O processo de transição está a ser muito muito lento por uma série de razões. Primeiro, foi notória a resistência inicial por parte dos proprietários em aceitar a perda de rendimentos brutal que implicava a transferência do imóvel do alojamento local para o mercado de arrendamento. Este processo foi extremamente lento e só se acelerou mais nos meses de novembro e dezembro, com o agudizar da pandemia. Há muita gente com dificuldades em cumprir as suas obrigações e compromissos com a banca, porque o investimento foi grande e não têm nenhum retorno do turismo neste momento.

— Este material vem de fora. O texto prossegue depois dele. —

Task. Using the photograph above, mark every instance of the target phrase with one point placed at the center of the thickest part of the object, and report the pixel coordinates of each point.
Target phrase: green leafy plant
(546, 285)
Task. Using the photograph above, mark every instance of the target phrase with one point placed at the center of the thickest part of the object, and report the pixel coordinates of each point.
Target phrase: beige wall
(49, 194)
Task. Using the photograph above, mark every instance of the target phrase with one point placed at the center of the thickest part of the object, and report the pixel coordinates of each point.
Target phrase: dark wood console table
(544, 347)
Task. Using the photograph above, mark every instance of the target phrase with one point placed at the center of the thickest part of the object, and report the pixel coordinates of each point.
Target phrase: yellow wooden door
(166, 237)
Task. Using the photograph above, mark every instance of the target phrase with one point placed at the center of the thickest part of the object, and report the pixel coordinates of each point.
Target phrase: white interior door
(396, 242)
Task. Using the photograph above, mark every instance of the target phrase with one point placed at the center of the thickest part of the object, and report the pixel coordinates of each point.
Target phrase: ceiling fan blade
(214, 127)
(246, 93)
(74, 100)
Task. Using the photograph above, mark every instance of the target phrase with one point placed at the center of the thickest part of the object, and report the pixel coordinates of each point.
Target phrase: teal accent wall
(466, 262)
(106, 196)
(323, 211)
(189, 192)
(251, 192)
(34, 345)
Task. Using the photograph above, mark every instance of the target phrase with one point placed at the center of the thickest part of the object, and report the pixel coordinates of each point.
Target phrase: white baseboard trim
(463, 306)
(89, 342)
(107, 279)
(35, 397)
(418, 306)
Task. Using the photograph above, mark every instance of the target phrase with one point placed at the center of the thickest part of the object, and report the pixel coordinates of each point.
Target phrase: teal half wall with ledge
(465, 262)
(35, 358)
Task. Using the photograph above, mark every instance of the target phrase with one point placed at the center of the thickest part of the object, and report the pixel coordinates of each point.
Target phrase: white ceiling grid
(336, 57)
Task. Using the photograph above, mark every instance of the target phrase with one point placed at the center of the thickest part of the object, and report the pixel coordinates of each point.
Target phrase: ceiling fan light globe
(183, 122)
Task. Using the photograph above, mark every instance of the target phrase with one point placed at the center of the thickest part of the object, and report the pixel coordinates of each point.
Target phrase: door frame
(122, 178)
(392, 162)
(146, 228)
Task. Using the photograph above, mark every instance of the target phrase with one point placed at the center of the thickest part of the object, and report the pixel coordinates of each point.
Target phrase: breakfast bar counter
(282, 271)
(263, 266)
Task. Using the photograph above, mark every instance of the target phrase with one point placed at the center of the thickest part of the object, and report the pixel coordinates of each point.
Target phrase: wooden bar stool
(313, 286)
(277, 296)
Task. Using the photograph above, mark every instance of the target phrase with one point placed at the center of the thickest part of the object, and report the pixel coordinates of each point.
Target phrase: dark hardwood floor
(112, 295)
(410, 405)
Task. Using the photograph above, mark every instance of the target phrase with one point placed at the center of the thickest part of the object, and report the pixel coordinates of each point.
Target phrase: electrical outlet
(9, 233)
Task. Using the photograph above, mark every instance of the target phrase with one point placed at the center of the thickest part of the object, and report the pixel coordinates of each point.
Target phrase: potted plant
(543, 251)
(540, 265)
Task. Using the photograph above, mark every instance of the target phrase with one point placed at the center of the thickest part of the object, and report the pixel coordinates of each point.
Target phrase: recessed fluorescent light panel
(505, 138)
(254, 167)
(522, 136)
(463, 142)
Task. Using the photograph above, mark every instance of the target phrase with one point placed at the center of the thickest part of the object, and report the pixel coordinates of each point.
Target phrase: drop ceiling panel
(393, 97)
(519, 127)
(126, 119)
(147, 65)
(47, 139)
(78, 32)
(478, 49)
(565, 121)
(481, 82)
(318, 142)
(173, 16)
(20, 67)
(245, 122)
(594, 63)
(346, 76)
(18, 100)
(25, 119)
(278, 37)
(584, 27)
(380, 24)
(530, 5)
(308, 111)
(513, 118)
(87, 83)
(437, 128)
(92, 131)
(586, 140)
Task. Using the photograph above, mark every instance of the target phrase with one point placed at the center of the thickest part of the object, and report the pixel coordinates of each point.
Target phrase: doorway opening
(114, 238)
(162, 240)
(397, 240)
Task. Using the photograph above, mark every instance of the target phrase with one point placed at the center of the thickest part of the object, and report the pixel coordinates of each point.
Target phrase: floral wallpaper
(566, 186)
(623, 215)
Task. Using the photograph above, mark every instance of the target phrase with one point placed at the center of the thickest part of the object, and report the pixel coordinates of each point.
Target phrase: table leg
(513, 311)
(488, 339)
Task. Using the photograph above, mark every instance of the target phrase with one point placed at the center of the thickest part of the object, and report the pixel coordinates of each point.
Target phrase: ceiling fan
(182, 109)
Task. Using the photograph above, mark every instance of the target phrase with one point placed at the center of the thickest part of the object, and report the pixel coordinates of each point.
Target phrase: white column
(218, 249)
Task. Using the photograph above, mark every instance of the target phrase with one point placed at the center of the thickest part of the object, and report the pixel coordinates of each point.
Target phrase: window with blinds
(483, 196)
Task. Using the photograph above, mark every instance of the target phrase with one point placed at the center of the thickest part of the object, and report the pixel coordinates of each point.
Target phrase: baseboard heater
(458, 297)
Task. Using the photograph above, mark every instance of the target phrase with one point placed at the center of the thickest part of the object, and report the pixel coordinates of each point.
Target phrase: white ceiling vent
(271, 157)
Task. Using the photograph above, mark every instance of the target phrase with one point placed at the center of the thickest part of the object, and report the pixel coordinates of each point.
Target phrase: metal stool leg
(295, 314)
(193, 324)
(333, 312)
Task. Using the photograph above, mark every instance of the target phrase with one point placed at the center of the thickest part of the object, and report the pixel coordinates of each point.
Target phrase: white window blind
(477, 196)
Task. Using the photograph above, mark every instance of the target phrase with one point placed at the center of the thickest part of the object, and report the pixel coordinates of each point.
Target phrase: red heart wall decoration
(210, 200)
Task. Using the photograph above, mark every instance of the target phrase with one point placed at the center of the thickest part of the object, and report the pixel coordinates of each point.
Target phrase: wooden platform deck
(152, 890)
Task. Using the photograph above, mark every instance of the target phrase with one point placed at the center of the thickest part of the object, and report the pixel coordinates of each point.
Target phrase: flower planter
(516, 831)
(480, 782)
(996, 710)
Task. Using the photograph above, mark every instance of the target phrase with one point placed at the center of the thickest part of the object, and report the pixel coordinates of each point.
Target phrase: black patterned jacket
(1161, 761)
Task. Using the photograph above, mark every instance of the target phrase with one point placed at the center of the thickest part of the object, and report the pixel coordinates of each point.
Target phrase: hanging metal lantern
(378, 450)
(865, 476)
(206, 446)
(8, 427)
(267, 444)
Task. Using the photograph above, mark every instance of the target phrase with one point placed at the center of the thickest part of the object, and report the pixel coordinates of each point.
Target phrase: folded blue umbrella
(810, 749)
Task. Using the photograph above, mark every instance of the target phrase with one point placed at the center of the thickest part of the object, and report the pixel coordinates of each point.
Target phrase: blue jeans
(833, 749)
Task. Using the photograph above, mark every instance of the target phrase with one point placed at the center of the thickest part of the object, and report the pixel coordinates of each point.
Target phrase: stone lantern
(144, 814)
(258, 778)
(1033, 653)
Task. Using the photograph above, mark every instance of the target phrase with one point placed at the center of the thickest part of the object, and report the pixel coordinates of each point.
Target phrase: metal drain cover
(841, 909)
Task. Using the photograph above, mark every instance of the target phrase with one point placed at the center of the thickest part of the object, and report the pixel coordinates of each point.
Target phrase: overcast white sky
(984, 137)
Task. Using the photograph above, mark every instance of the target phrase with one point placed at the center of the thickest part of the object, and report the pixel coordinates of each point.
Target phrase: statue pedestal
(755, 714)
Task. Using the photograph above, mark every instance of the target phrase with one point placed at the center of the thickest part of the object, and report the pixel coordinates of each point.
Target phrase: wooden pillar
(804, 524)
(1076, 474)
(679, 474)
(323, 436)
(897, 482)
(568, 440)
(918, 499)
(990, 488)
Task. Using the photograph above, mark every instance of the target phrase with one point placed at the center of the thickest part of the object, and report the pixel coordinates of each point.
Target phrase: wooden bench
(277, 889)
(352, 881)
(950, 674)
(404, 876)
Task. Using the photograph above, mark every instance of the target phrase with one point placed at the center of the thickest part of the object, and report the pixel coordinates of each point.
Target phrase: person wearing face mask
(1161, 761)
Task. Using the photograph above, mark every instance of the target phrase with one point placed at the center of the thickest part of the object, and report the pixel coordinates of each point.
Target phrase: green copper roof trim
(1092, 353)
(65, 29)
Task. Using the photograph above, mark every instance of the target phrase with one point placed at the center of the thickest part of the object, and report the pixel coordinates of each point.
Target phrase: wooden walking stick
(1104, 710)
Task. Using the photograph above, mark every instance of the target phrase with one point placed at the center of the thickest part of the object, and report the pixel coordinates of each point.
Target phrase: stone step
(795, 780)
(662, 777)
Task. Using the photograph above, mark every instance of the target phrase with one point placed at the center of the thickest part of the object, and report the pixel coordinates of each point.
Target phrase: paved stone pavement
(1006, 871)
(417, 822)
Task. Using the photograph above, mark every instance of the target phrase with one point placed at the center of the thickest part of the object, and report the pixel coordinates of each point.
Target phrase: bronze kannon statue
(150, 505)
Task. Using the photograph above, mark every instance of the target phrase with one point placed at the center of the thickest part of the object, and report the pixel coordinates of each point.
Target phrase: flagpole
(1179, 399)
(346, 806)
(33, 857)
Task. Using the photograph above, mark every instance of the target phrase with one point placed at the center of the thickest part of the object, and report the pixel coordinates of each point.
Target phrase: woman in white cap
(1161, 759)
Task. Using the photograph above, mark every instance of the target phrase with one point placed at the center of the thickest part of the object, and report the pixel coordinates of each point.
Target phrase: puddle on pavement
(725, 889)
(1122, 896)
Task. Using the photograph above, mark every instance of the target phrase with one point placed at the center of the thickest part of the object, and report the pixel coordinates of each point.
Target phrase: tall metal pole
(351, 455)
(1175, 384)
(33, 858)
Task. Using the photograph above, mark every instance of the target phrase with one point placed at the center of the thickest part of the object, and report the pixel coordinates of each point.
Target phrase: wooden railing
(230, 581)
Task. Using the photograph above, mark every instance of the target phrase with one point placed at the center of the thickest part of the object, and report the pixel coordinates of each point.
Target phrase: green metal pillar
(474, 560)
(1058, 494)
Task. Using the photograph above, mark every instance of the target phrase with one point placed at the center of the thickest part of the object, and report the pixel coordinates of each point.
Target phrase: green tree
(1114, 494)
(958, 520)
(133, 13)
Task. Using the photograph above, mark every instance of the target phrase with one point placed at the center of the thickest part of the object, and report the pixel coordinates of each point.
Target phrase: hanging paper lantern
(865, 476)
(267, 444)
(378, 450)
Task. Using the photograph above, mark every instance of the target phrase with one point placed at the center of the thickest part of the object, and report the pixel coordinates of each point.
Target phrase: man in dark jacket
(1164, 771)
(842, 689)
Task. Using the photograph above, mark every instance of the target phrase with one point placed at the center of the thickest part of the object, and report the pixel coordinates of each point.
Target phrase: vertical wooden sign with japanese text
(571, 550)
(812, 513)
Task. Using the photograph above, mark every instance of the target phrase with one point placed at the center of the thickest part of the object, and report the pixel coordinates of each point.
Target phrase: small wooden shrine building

Por outro lado, muitos desses imóveis não estavam adaptados para o arrendamento convencional, mas sim para o alojamento local. Mas é verdade que tínhamos assistido a escrituras de imóveis, realizadas em cartórios para imóveis que se destinavam a alojamento local, e entretanto as pessoas já as submeteram a propriedades horizontais para poderem depois arrendar de forma autónoma e mudar completamente o paradigma de investimento que fizeram.

E o quadro legal que entretanto foi criado para o efeito também veio ajudar a este movimento de transferência dos imóveis de uma atividade para outra.